Mon State Gov’t Seeks Fund for Flood Resettlement Program
By NETWORK MEDIA GROUP (NMG)
Thursday, August 29, 2019
The Mon State government says that it needs funds to establish a resettlement program for flood victims and other disaster-affected people.
Recent flooding, landslides and strong winds have devastated a wide area of Mon State, resulting in huge losses of property. According to the state’s government, repairing the damage and minimizing the impact of future disasters will require a major investment of resources.
“If a house worth 10 million kyat [US$6,500] is damaged and we want to ensure that the new one can withstand future disasters, we must be prepared to spend 15 or 20 million kyat.

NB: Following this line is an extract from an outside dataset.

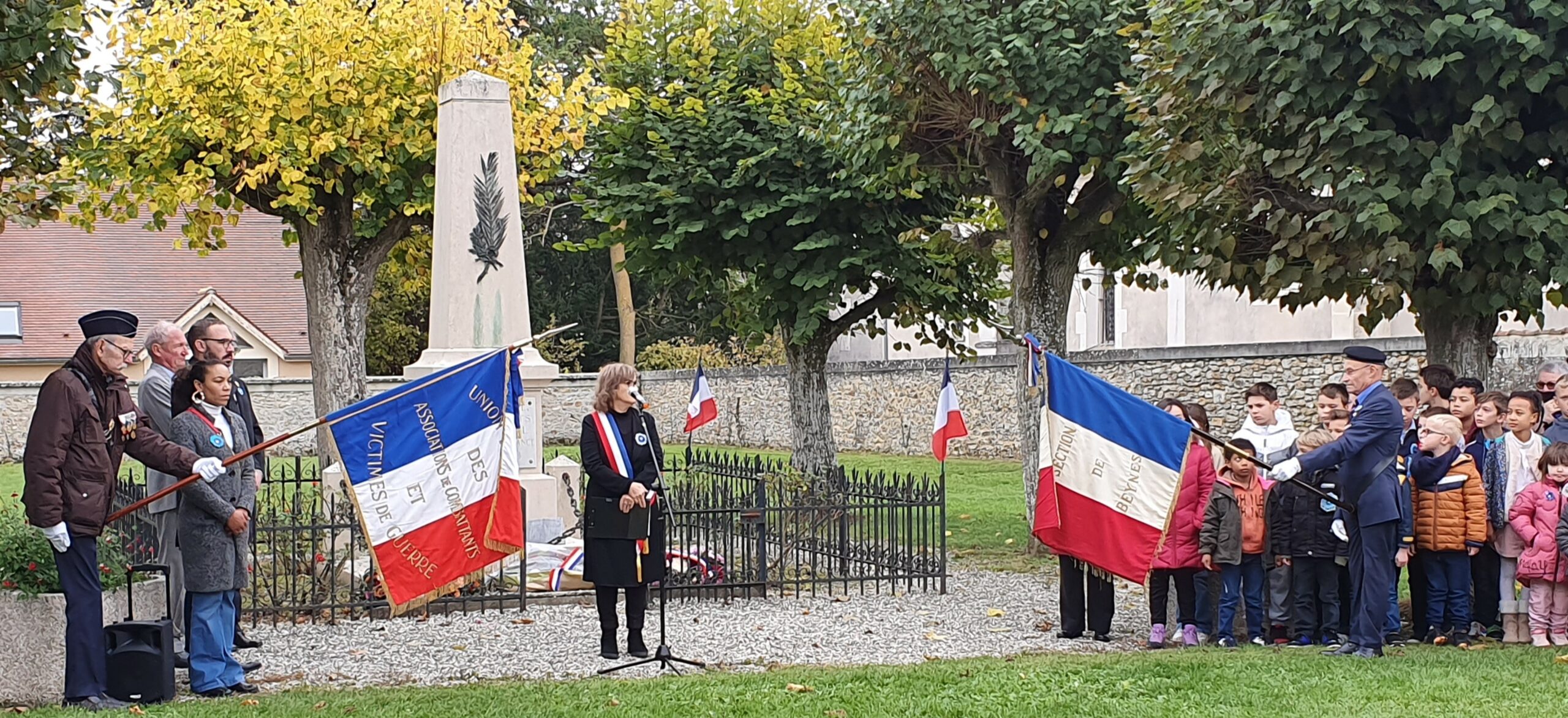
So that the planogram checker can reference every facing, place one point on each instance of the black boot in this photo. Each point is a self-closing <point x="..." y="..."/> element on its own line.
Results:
<point x="604" y="598"/>
<point x="636" y="612"/>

That’s why we need so much money for our resettlement program,” Mon State government office director Myint Than Win told NMG.
According to Myint Than Win, the sheer size of the program makes it impossible to predict exactly how much it will cost.

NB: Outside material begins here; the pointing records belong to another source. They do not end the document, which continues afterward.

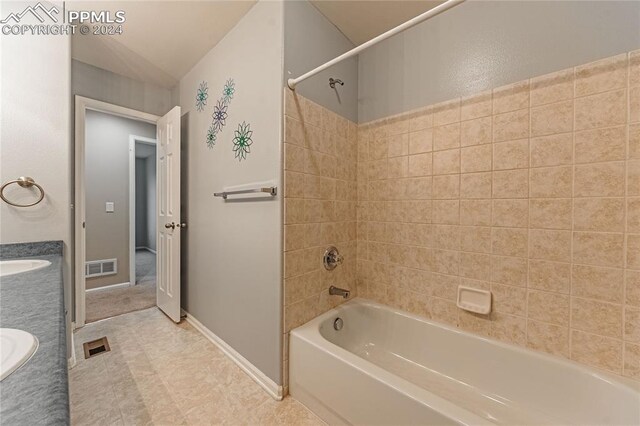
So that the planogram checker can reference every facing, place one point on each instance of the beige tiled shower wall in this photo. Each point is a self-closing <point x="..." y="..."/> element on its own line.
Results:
<point x="320" y="200"/>
<point x="531" y="191"/>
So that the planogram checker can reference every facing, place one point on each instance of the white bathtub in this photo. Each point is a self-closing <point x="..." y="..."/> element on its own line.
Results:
<point x="388" y="367"/>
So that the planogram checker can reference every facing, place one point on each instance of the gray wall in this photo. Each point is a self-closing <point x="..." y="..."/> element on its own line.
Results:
<point x="107" y="179"/>
<point x="106" y="86"/>
<point x="481" y="45"/>
<point x="311" y="40"/>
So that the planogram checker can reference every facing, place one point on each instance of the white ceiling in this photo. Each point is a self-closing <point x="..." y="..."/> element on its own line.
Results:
<point x="362" y="20"/>
<point x="163" y="40"/>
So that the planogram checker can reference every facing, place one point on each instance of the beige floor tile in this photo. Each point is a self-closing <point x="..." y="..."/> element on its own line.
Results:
<point x="161" y="373"/>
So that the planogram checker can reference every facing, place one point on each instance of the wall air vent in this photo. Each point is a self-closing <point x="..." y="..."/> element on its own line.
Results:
<point x="98" y="268"/>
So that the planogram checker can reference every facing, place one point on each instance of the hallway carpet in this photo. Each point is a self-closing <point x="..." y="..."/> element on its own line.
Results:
<point x="109" y="303"/>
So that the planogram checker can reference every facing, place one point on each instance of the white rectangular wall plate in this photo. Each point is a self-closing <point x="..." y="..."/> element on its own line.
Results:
<point x="474" y="300"/>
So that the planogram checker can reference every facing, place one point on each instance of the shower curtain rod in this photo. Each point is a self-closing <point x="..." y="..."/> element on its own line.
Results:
<point x="293" y="82"/>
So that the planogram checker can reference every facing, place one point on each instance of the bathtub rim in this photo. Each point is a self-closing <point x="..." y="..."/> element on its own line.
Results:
<point x="311" y="329"/>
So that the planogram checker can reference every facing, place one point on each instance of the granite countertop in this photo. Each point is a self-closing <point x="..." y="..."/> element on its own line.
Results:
<point x="38" y="392"/>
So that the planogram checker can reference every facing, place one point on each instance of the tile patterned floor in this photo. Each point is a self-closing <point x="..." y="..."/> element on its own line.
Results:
<point x="161" y="373"/>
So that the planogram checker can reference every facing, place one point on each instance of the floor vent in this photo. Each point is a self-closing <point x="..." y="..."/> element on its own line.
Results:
<point x="96" y="347"/>
<point x="98" y="268"/>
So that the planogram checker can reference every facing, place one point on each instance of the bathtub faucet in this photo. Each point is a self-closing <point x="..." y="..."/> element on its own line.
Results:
<point x="335" y="291"/>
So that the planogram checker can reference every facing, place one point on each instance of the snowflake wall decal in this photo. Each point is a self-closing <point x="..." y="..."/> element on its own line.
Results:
<point x="212" y="135"/>
<point x="201" y="96"/>
<point x="219" y="115"/>
<point x="242" y="141"/>
<point x="229" y="90"/>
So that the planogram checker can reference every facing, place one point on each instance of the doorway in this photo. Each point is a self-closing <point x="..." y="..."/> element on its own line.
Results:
<point x="105" y="219"/>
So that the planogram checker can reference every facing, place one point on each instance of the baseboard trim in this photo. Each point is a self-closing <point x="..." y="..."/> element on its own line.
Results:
<point x="147" y="249"/>
<point x="272" y="388"/>
<point x="109" y="287"/>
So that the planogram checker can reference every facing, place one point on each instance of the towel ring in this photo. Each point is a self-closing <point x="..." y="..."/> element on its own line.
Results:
<point x="25" y="182"/>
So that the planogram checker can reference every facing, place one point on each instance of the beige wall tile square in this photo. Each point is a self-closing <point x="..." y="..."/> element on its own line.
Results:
<point x="509" y="270"/>
<point x="550" y="276"/>
<point x="511" y="155"/>
<point x="548" y="307"/>
<point x="445" y="162"/>
<point x="550" y="213"/>
<point x="476" y="106"/>
<point x="551" y="119"/>
<point x="551" y="182"/>
<point x="632" y="288"/>
<point x="599" y="249"/>
<point x="601" y="76"/>
<point x="420" y="164"/>
<point x="293" y="237"/>
<point x="446" y="112"/>
<point x="293" y="158"/>
<point x="476" y="239"/>
<point x="632" y="360"/>
<point x="550" y="245"/>
<point x="398" y="145"/>
<point x="633" y="177"/>
<point x="476" y="131"/>
<point x="633" y="251"/>
<point x="552" y="150"/>
<point x="599" y="145"/>
<point x="378" y="148"/>
<point x="632" y="324"/>
<point x="511" y="184"/>
<point x="597" y="351"/>
<point x="293" y="210"/>
<point x="511" y="125"/>
<point x="509" y="300"/>
<point x="634" y="104"/>
<point x="444" y="311"/>
<point x="634" y="68"/>
<point x="446" y="187"/>
<point x="599" y="180"/>
<point x="476" y="266"/>
<point x="634" y="141"/>
<point x="509" y="241"/>
<point x="511" y="213"/>
<point x="593" y="316"/>
<point x="446" y="212"/>
<point x="475" y="185"/>
<point x="421" y="120"/>
<point x="601" y="110"/>
<point x="508" y="328"/>
<point x="421" y="141"/>
<point x="595" y="282"/>
<point x="549" y="338"/>
<point x="475" y="212"/>
<point x="553" y="87"/>
<point x="398" y="167"/>
<point x="446" y="137"/>
<point x="598" y="214"/>
<point x="512" y="97"/>
<point x="293" y="185"/>
<point x="475" y="158"/>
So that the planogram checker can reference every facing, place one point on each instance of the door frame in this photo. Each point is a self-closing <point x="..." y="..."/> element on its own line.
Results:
<point x="82" y="104"/>
<point x="132" y="199"/>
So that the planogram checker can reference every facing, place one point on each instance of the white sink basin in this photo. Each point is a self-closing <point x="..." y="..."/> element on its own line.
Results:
<point x="10" y="267"/>
<point x="16" y="347"/>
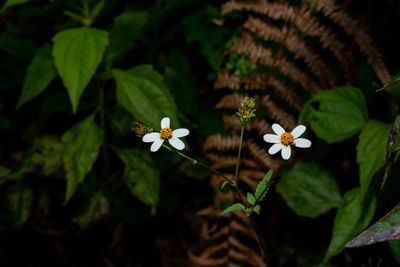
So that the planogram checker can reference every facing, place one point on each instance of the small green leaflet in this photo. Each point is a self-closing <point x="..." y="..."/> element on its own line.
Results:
<point x="250" y="198"/>
<point x="77" y="53"/>
<point x="82" y="143"/>
<point x="234" y="207"/>
<point x="40" y="73"/>
<point x="392" y="147"/>
<point x="371" y="151"/>
<point x="387" y="228"/>
<point x="309" y="189"/>
<point x="261" y="190"/>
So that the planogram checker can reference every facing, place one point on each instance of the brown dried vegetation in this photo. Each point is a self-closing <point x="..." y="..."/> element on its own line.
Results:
<point x="297" y="71"/>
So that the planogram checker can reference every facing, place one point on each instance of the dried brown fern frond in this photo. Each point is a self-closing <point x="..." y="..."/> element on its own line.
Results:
<point x="297" y="66"/>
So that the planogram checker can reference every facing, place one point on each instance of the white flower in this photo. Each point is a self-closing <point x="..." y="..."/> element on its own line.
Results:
<point x="166" y="134"/>
<point x="283" y="140"/>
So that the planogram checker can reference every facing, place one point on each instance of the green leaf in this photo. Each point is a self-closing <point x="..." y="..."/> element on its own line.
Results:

The state government estimates that the recent disasters caused more than 13 billion kyat ($8.5 million) in damage.
Officials of the disaster management office said that as of Wednesday, they had received 1.5 billion kyat in donations from various donors.
“We still need funding for our resettlement program. We are trying to work together with parliamentarians, respective authorities, ordinary people, NGOs, INGOs and donors,” Soe Myint, the director of Mon State’s General Administration Department, told NMG.

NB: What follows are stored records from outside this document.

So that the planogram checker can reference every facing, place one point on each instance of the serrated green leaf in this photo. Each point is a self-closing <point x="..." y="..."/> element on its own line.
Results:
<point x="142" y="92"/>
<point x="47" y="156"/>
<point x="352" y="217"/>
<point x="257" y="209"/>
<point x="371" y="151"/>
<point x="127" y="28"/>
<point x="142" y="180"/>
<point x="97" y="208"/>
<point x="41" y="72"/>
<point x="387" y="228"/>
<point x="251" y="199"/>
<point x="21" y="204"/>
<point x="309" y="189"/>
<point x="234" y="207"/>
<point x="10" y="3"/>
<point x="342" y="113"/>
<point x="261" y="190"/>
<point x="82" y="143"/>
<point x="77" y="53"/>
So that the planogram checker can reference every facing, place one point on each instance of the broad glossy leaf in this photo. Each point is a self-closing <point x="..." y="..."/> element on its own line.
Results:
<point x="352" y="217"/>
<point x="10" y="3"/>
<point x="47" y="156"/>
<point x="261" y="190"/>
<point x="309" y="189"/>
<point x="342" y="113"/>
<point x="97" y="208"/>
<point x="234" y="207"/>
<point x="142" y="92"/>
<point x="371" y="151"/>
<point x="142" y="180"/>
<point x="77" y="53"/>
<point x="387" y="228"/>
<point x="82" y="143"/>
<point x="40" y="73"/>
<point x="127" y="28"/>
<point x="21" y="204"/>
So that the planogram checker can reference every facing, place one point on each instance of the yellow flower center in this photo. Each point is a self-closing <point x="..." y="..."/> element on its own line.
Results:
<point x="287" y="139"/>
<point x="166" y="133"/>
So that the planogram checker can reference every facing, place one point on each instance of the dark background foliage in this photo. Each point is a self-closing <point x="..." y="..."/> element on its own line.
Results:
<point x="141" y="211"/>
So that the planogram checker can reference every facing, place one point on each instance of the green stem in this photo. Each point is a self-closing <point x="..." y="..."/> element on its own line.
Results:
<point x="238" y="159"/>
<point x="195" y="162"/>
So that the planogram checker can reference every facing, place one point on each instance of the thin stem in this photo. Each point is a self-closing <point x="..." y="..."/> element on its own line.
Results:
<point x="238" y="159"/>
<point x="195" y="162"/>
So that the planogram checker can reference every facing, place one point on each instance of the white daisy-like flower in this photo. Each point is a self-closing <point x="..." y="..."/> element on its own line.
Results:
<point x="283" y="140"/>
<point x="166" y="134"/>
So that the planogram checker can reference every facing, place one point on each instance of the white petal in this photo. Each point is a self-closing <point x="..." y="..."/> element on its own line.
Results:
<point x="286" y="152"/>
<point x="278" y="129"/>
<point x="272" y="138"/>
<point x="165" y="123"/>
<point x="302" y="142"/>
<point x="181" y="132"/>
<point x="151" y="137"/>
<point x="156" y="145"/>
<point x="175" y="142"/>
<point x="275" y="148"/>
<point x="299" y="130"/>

The state government is currently working on both short- and long-term resettlement plans. Currently, its focus is on short-term projects, such as clearing away mud, reopening schools, and providing learning materials to students.
The government said it would need more time to tackle long-term projects, but would do its best for those affected by disasters.
Hundreds of thousands of people were affected by flooding in the state’s Kyeikhto, Thahton, Beelin, Poung, Ye, Thanphyuzayap, Mudon, Chaung Sone and Kyaikmayaw townships. Nearly 3,000 people had to be evacuated during flooding in the first week of August.
Nearly 300 schools in Ye and Kyaikmayaw townships were closed for over three weeks because of flooding.